Whether carved for Samhain or made into a pie for Thanksgiving, this is the season of that American icon, the pumpkin. Here in Maine, the town of Damariscotta has an annual pumpkin festival where all things pumpkin is celebrated. However, it’s not enough to just grow and display a giant pumpkin. You have to carve it out, put an outboard motor on it, and join the giant pumpkin boat race on the river. Yes, really.

The pumpkin (Cucurbita pepo) is a variety of the plant that also produces yellow crookneck squash, zucchini, acorn squash, and others. The plant is a creeping vine with winding tendrils and coarse, prickly stems. The rounded leaves are lobed and have serrated edges. Large, bright-yellow or orange, trumpet-shaped flowers precede the fruit (by definition it’s a fruit), which can be a range of colors, sizes, and shapes.

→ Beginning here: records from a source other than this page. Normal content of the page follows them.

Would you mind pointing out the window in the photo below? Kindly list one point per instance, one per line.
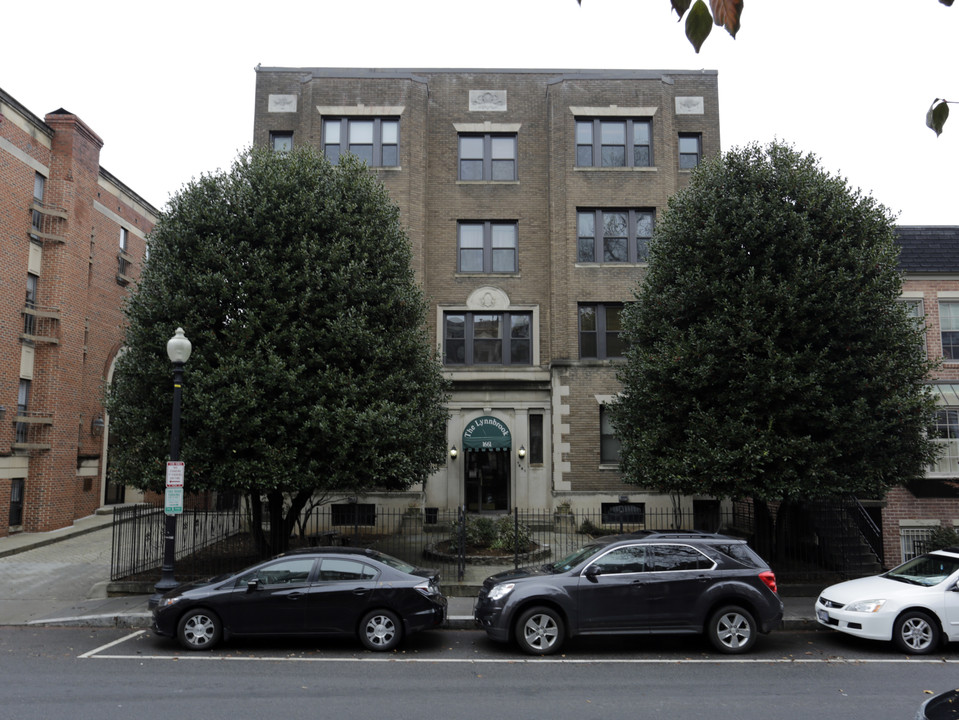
(536, 439)
(338, 570)
(614, 143)
(487, 157)
(613, 236)
(690, 150)
(914, 311)
(673, 558)
(615, 513)
(609, 445)
(39, 186)
(600, 326)
(23, 402)
(486, 247)
(123, 259)
(374, 140)
(630, 559)
(16, 502)
(487, 338)
(353, 514)
(947, 435)
(281, 141)
(30, 320)
(949, 327)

Originating in Mexico and Central America thousands of years ago, the pumpkin was a source of food and medicine for indigenous people throughout the region. The Aztec and Inca cultivated them. By the time Europeans arrived in the New World, the Cherokee of the Southeast, Ojibwas along the Great Lakes, and the Pueblo people of the Southwest and many others were growing them. European settlers adopted the pumpkin along with other indigenous crops and transported it to Europe in the sixteenth century. By the time the Pilgrims set foot in Plymouth, they were already familiar with pumpkins. English settlers in New England removed the seeds, filled them with honey, milk, and spices, and then baked them. Colonists also made soup and beer from pumpkins.

Originating as a carved turnip in Ireland, the jack-o-lantern became more impressive with a pumpkin. Hollowed out and lit from within by a candle, jack-o-lanterns were placed in windows during the dark of the year to keep wandering spirits at bay. In Central Europe, eating pumpkin was believed to increase male virility. Dreaming about pumpkins has a number of interpretations. In Europe it was interpreted as a bad omen or that witchcraft was being used against you. In the Middle East, it was an indication of good health.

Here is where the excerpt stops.